Ngram spellchecker

Somehow, spell checking is considered as a process for single words. But there are lots of word fixed and very common word groups for which spellcheck could be useful when done using mutliple ‘tokens’.

I suggested a method like this several times, but unfortunately, it was not picked up by anyone (no problem; there is so much to do around grammar…)
But I will give it a try myself in the time to come. Not in Java, not in LanguageTool, since I never mastered the (at least for me) complex ecosystem of LT.

I will try this for English, since most of the people here understand that. When I manage to get a prototype running (webserver, PHP) I will get back to you for you to check it out. Not only will it report possible errors and maybe suggestions, but it will also ask for feedback, so the software might learn.

It is rather ambitious, but: no guts, no glory.

Actually, Fabian is working on this… so maybe wait 1-2 weeks, so we can see what his results will be.

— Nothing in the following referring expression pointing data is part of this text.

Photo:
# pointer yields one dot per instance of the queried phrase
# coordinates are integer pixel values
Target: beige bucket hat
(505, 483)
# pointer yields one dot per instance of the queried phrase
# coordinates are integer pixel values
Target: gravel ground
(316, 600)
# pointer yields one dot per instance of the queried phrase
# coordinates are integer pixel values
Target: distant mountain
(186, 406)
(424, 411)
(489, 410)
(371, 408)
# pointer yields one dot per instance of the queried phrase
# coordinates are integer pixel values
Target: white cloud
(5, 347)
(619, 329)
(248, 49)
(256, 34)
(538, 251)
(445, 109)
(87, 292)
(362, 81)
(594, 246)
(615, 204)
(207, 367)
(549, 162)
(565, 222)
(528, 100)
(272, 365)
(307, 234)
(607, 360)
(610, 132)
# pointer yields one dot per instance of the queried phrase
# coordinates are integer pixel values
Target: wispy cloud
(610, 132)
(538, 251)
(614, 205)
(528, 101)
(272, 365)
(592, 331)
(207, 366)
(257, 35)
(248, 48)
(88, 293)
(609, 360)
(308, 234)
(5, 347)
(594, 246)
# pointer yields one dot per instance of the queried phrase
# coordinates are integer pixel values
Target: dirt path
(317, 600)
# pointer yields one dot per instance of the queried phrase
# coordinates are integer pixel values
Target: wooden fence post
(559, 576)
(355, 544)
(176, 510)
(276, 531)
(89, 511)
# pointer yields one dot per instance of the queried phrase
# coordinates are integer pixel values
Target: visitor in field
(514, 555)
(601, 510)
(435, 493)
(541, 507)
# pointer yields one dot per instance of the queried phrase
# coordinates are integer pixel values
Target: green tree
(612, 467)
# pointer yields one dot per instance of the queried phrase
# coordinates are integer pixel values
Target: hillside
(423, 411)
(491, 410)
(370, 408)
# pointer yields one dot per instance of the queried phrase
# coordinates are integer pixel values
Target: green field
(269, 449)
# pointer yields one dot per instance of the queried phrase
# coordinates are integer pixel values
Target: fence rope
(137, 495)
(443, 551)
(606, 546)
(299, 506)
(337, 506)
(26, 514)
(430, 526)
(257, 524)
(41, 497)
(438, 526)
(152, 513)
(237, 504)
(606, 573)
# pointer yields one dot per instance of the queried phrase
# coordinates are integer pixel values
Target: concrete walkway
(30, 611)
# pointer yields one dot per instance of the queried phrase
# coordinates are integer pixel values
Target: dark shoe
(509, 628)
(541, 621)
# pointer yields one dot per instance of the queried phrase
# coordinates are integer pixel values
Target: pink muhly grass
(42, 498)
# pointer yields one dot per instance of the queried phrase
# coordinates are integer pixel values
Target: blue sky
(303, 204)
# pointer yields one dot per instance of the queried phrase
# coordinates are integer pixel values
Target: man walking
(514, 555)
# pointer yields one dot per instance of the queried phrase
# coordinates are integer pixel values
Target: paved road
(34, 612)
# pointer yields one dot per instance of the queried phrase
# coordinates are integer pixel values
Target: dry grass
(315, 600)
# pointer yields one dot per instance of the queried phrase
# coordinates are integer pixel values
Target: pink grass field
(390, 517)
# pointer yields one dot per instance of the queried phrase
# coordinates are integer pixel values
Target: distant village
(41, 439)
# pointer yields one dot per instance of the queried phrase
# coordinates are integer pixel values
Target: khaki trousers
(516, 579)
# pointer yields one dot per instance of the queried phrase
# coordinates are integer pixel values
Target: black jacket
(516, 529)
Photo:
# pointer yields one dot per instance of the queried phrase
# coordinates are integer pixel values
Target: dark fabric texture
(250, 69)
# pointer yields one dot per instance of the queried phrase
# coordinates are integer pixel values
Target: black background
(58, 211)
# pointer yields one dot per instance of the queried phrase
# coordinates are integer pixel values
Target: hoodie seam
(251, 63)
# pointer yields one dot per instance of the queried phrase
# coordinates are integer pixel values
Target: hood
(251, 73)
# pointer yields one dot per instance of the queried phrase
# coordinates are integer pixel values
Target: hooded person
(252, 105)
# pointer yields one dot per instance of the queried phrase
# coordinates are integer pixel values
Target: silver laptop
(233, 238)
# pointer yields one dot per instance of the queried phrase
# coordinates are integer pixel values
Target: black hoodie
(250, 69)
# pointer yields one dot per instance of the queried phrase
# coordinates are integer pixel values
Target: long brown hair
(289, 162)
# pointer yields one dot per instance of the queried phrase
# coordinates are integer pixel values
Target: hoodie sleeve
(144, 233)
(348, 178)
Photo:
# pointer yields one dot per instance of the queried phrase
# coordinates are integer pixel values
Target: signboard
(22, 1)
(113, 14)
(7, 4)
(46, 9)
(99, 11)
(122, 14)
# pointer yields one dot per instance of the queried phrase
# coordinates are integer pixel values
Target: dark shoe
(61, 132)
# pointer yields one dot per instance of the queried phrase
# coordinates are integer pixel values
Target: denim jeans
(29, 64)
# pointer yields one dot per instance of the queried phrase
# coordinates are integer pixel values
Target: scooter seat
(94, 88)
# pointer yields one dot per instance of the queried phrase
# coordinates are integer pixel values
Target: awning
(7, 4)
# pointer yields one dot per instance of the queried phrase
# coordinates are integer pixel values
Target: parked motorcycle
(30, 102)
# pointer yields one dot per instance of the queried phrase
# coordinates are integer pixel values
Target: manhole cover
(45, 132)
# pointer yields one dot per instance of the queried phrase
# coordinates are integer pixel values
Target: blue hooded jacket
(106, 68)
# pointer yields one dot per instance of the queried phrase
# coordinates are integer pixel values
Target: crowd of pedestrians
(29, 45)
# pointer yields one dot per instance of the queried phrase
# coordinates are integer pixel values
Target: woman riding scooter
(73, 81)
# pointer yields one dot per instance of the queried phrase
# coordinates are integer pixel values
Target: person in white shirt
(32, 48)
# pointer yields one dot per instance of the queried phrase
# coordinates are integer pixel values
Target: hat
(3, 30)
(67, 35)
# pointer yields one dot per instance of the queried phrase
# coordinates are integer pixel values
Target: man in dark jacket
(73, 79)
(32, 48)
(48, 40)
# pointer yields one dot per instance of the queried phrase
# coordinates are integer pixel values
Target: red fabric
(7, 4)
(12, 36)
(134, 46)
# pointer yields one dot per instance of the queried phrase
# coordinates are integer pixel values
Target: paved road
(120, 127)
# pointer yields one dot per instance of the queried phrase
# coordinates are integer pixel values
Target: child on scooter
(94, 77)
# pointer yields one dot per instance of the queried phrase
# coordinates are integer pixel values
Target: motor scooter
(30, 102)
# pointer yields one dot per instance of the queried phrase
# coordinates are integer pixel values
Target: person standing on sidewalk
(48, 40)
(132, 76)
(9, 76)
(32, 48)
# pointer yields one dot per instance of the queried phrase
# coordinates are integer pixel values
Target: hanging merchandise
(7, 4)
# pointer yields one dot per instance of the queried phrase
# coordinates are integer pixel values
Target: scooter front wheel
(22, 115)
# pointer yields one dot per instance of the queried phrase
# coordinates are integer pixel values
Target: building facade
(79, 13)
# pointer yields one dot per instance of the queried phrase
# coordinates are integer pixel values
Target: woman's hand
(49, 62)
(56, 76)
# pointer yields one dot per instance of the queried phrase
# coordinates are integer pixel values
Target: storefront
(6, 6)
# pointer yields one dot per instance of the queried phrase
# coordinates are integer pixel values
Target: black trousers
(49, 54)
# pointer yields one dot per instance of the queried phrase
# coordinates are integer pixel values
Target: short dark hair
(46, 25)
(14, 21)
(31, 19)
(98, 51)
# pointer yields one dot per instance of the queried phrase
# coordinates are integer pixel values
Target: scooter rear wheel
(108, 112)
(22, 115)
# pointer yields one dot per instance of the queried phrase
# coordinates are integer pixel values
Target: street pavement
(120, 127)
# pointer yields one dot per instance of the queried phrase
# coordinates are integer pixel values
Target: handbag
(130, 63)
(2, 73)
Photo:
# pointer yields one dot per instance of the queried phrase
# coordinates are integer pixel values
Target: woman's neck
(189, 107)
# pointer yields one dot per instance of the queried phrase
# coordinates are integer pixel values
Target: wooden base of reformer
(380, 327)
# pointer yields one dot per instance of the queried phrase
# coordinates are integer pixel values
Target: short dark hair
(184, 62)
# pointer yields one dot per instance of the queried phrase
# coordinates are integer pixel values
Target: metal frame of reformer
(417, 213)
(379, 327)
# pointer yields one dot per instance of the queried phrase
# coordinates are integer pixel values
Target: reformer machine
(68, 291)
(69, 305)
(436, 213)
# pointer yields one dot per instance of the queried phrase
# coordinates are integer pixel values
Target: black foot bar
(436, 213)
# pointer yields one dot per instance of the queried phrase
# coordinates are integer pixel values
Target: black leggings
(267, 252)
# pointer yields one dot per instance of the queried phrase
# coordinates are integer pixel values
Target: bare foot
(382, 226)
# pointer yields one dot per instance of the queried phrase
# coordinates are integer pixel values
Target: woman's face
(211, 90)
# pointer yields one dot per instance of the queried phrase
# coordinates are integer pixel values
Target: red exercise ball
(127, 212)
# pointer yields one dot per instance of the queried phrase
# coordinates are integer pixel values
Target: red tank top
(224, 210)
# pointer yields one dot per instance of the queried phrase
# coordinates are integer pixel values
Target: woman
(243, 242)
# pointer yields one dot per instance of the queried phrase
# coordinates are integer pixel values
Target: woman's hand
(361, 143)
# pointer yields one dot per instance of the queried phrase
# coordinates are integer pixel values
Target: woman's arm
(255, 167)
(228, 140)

Ah. Nice. If I may contribute ideas:

  • Ngrams status may vary from certainly bad to certainly okay, and all in between. Feedback by language pros will be essential.
    -It is a choice if an ngram is also built across sentence boundaries or not. Doing it might result in better detection of forgotten sentence endings. Not doing it will limit the ngrams to sentence size, which could be good for shorter sentences.
  • part of ngram checking could (should) be off-line, like getting the most likely alternatives for a common ngram. A lot like spell checking, but treating spaces as a contributing character. So a runon is almost equivalent to a run-on and a ‘run on’, even though the number of tokens is different.
  • data might be too large for memory, even when hashed. My experience with hashing, sorting and indexed direct access is that it is almost as fast as in-memory, because of smart os caching.

Anyway, I just started making the ngrams; that will take a lot of time.

Would be happy to contribute in the functional testing.

By the way. You know I have quite a bit of data on ‘almost’ every language. So it the idea is successful and it could be implemented for other languages, I am willing to contribute by building a corpus per language.